The days of tickets simply being paid according to the kilometres a passenger travels are fading away in most European countries. It might still be possible to get such distance based tickets, but – especially for regional trains – for pretty much any journey you are going to pay less if you use what the Germans call the Verbundstarif – the regional tariff set (and subsidised) by the local public transport authority.

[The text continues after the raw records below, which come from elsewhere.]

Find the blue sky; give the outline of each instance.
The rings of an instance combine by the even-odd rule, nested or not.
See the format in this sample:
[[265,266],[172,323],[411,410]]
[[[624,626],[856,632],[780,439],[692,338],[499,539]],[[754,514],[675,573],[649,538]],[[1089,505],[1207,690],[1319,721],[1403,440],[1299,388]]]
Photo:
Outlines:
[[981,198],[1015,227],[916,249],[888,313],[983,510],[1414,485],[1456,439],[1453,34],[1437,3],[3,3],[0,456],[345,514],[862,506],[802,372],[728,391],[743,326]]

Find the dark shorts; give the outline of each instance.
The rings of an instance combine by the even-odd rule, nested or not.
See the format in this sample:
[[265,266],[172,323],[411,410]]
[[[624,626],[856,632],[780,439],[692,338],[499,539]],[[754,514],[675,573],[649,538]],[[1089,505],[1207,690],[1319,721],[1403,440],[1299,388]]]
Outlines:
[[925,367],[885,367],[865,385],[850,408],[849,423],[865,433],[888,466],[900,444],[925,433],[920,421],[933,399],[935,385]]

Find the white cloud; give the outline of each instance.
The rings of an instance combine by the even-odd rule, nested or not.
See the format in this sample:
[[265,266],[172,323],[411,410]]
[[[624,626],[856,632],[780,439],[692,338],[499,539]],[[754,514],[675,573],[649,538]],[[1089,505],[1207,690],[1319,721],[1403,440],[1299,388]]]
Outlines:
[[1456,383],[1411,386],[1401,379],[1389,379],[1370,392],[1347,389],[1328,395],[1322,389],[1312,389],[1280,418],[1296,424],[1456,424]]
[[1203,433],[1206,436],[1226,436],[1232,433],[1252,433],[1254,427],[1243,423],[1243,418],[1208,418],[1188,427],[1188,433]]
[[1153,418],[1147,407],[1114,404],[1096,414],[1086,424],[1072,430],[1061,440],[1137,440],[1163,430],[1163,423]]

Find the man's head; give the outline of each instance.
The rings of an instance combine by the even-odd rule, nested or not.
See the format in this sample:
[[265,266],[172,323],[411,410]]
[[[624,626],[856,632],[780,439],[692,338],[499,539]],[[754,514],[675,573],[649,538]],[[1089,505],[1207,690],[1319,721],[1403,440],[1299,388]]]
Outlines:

One of the reasons for the introduction of the 49 Euro Deutschlandticket was to eliminate the headaches at the borders between these public transport authorities within Germany. Were I to take a train from Berlin to Görlitz, I’d cross between Verkehrsverbund Berlin Brandenburg (VBB) and Zweckverband Verkehrsverbund Oberlausitz-Niederschlesien (ZVON) and end up with either an expensive trip, or need two separate tickets for each Verbund to keep the costs down. But there at least the station Spremberg is in both the VBB and the ZVON tariff schemes.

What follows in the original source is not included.